Tuesday, May 10, 2011

Pseudocholinesterase or plasmacholineesterase or butylcholinesterase

Pseudocholinesterase or plasmacholineesterase or butylcholinesterase
  • Enzyme of the liver and plasma
  • Little or not present in the NM junction

Drugs metabolised
  • Succinylcholine
  • Mivacurium
  • Ester group of LA
  • Esmolol
  • Remifentanil

Conditions where levels are decreased
  • Pregnancy
  • Malignancy
  • Malnutrition
  • Collagen vascular disease
  • CRF
  • Hypothyroidism
  • Liver disease
  • Drugs like OCP,MAO inhibitors, ecothiophate, cytotoxic drugs, anticholineesterase drugs, hexafluorenium, Metachlorpramide, bambuterol, esmolol
  • Burns
Pseudocholinesterase deficiency results in delayed metabolism of only a few compounds of clinical significance, including the following: succinylcholine, mivacurium, procaine, and cocaine. Of these, its most clinically important substrate is the depolarizing neuromuscular blocking agent, succinylcholine, which the pseudocholinesterase enzyme hydrolyzes to succinylmonocholine and then to succinic acid.
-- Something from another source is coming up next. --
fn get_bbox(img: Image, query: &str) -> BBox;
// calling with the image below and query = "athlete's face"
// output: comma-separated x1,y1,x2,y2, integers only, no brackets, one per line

In individuals with normal plasma levels of normally functioning pseudocholinesterase enzyme, hydrolysis and inactivation of approximately 90-95% of an intravenous dose of succinylcholine occurs before it reaches the neuromuscular junction. The remaining 5-10% of the succinylcholine dose acts as an acetylcholine receptor agonist at the neuromuscular junction, causing prolonged depolarization of the postsynaptic junction of the motor-end plate. This depolarization initially triggers fasciculation of skeletal muscle. As a result of prolonged depolarization, endogenous acetylcholine released from the presynaptic membrane of the motor neuron does not produce any additional change in membrane potential after binding to its receptor on the myocyte. Flaccid paralysis of skeletal muscles develops within 1 minute. In normal subjects, skeletal muscle function returns to normal approximately 5 minutes after a single bolus injection of succinylcholine as it passively diffuses away from the neuromuscular junction. Pseudocholinesterase deficiency can result in higher levels of intact succinylcholine molecules reaching receptors in the neuromuscular junction, causing the duration of paralytic effect to continue for as long as 8 hours. This condition is recognized clinically when paralysis of the respiratory and other skeletal muscles fails to spontaneously resolve after succinylcholine is administered as an adjunctive paralytic agent during anesthesia procedures. In such cases respiratory assistance is required.

In 2008, an experimental new drug was discovered for the potential treatment of cocaine abuse and overdose based on the pseudocholiesterase structure. It was shown to remove cocaine from the body 2000 times as fast as the natural form of BChE. Studies in rats have shown that the drug prevented convulsions and death when administered cocaine overdoses. This enzyme also metabolizes succinylcholine which accounts for its rapid degradation in the liver and plasma. There may be genetic variability in the kinetics of this enzyme that can lead to prolonged muscle blockade and potentially dangerous respiratory depression that needs to be treated with assisted ventilation.

Mutant alleles at the BCHE locus are responsible for suxamethonium sensitivity. Homozygous persons sustain prolonged apnea after administration of the muscle relaxant suxamethonium in connection with surgical anesthesia. The activity of pseudocholinesterase in the serum is low and its substrate behavior is atypical. In the absence of the relaxant, the homozygote is at no known disadvantage.

Finally, pseudocholinesterase metabolism of procaine results in formation of paraaminobenzoic acid (PABA). If the patient receiving procaine is on sulfonamide antibiotics such as bactrim the antibiotic effect will be antagonized by providing a new source of PABA to the microbe for subsequent synthesis of folic acid.